No one spoke. The rolling of passing vehicles, which occasionally shook the floor, seemed like a funereal beating of drums in the still air, so stuffy under the low ceiling. But suddenly, amidst this gloomy sadness peculiar to old expiring shops, several dull knocks were heard proceeding from somewhere in the house. It was Geneviève, who had just awoke, and was knocking with a stick they had left beside her.
"Let's go up at once," said Baudu, rising with a start. "And try to be cheerful, she mustn't know."

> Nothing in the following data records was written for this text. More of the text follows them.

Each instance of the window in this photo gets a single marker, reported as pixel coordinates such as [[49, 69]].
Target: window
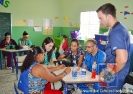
[[89, 24]]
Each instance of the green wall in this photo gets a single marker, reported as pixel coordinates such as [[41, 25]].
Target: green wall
[[40, 9], [36, 37]]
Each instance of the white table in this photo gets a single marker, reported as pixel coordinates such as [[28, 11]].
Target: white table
[[11, 51], [69, 80]]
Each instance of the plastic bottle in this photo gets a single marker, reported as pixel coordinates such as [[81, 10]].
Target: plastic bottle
[[83, 70], [74, 71], [94, 66]]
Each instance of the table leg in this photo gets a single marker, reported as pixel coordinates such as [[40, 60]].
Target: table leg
[[12, 63], [16, 68], [65, 88], [1, 60]]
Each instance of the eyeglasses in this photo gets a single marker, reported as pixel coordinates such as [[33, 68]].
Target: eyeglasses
[[89, 46]]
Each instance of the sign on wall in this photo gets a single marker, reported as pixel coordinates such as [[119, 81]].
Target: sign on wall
[[47, 27]]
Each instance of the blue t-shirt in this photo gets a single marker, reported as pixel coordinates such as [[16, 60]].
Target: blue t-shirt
[[46, 62], [99, 57], [30, 84], [118, 39]]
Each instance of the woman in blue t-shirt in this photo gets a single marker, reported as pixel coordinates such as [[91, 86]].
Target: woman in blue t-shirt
[[48, 47], [74, 53], [34, 76], [25, 40]]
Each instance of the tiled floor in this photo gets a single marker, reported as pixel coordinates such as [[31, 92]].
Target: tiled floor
[[7, 79]]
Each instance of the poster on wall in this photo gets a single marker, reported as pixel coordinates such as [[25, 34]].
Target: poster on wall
[[47, 27]]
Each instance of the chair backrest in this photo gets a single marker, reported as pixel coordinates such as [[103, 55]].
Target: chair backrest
[[20, 60], [17, 90]]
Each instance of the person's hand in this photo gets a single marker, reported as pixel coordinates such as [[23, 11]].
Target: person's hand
[[61, 66], [67, 70]]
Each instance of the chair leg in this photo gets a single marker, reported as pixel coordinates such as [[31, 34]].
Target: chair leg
[[17, 68]]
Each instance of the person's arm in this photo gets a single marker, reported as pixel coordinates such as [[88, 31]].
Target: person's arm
[[41, 71], [80, 60], [29, 43], [20, 44], [52, 69], [121, 59]]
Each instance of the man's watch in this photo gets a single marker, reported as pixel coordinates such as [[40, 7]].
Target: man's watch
[[64, 73]]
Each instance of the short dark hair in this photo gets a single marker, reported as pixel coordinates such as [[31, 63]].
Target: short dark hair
[[47, 41], [29, 59], [75, 40], [107, 8], [7, 33], [92, 41], [25, 33]]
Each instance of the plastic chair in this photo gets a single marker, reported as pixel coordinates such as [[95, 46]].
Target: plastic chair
[[17, 90], [3, 61], [19, 62]]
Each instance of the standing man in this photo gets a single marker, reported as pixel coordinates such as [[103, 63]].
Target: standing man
[[118, 45], [93, 55]]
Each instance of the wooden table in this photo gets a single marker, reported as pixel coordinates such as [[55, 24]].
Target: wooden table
[[69, 80], [11, 51]]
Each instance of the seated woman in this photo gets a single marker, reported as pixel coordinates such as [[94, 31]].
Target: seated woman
[[74, 53], [35, 76], [48, 47], [24, 41], [3, 44]]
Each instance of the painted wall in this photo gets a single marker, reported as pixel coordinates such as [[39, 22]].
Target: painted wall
[[39, 9], [36, 10], [73, 8]]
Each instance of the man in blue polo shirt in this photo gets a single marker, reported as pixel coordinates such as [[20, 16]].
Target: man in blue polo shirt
[[93, 55], [117, 48]]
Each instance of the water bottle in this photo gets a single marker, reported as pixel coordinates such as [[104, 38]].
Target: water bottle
[[74, 71], [83, 70], [94, 66]]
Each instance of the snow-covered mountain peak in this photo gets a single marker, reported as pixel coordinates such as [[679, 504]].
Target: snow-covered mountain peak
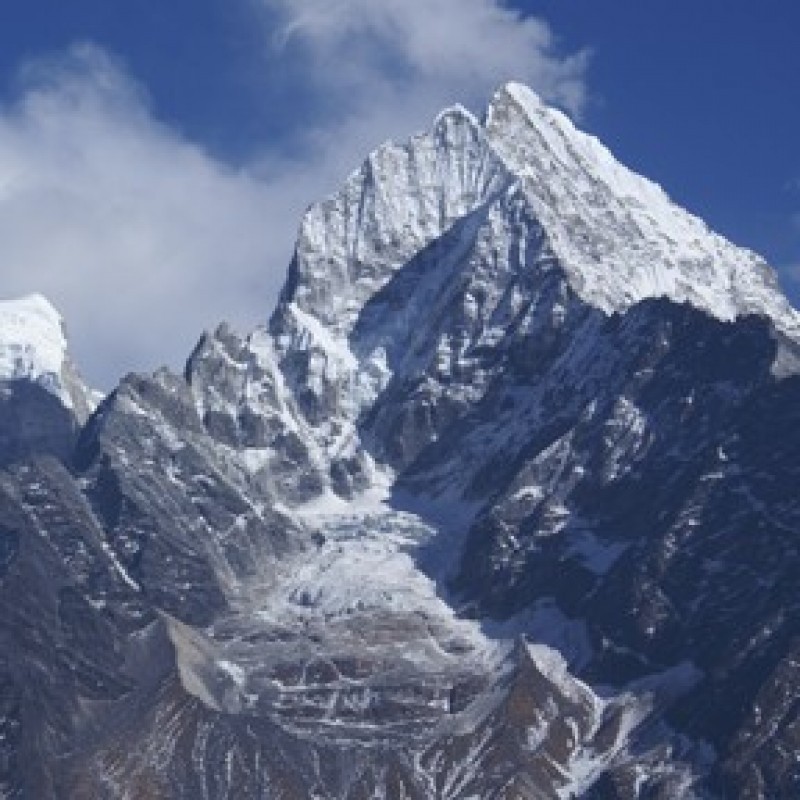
[[33, 348], [32, 343], [617, 234]]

He himself as he went upstairs rubbed his eyes, in order to remove the traces of his tears. As soon as he opened the door, on the first floor, they heard a frightened, feeble voice crying: "Oh, I don't like to be left alone. Don't leave me; I'm afraid to be left alone." However, when she perceived Denise, Geneviève became calmer, and smiled joyfully. "You've come, then! How I've been longing to see you since yesterday! I thought you also had abandoned me!"
It was a piteous spectacle. The young woman's room, a little room into which came a livid light, looked out on to the yard. At first her parents had put her in their room, in the front part of the house; but the sight of The Ladies' Paradise opposite affected her so deeply, that they had been obliged to bring her back to her own again. And there she lay, so very thin under the bed-clothes, that you could hardly divine the form and existence of a human body. Her skinny arms, consumed by the burning fever of consumption, were in a perpetual movement of anxious, unconscious searching; whilst her black hair, heavy with passion, seemed thicker still, and to be preying with its voracious vitality upon her poor face, that face in which was fading the final degenerateness of a long lineage, a family that had grown and lived in the gloom of that cellar of old commercial Paris. Denise, her heart bursting with pity, stood looking at her. She did not at first speak, for fear of giving way to tears. However, she at last murmured: "I came at once. Can I be of any use to you? You asked for me. Would you like me to stay?"
"No, thanks. I don't need anything. I only wanted to embrace you."
Tears filled her eyes. Denise quickly leant over and kissed her, trembling at the flame which came from those hollow cheeks to her own lips. But Geneviève, stretching out her arms caught hold of her and kept her in a desperate embrace. Then she looked towards her father.
"Would you like me to stay?" repeated Denise. "Perhaps there is something I can do for you."
"No, no." Geneviève's glance was still obstinately fixed on her father, who remained standing there with a bewildered air, almost choking. However, he at last understood her and went away, without saying a word. They heard his heavy footsteps descending the stairs.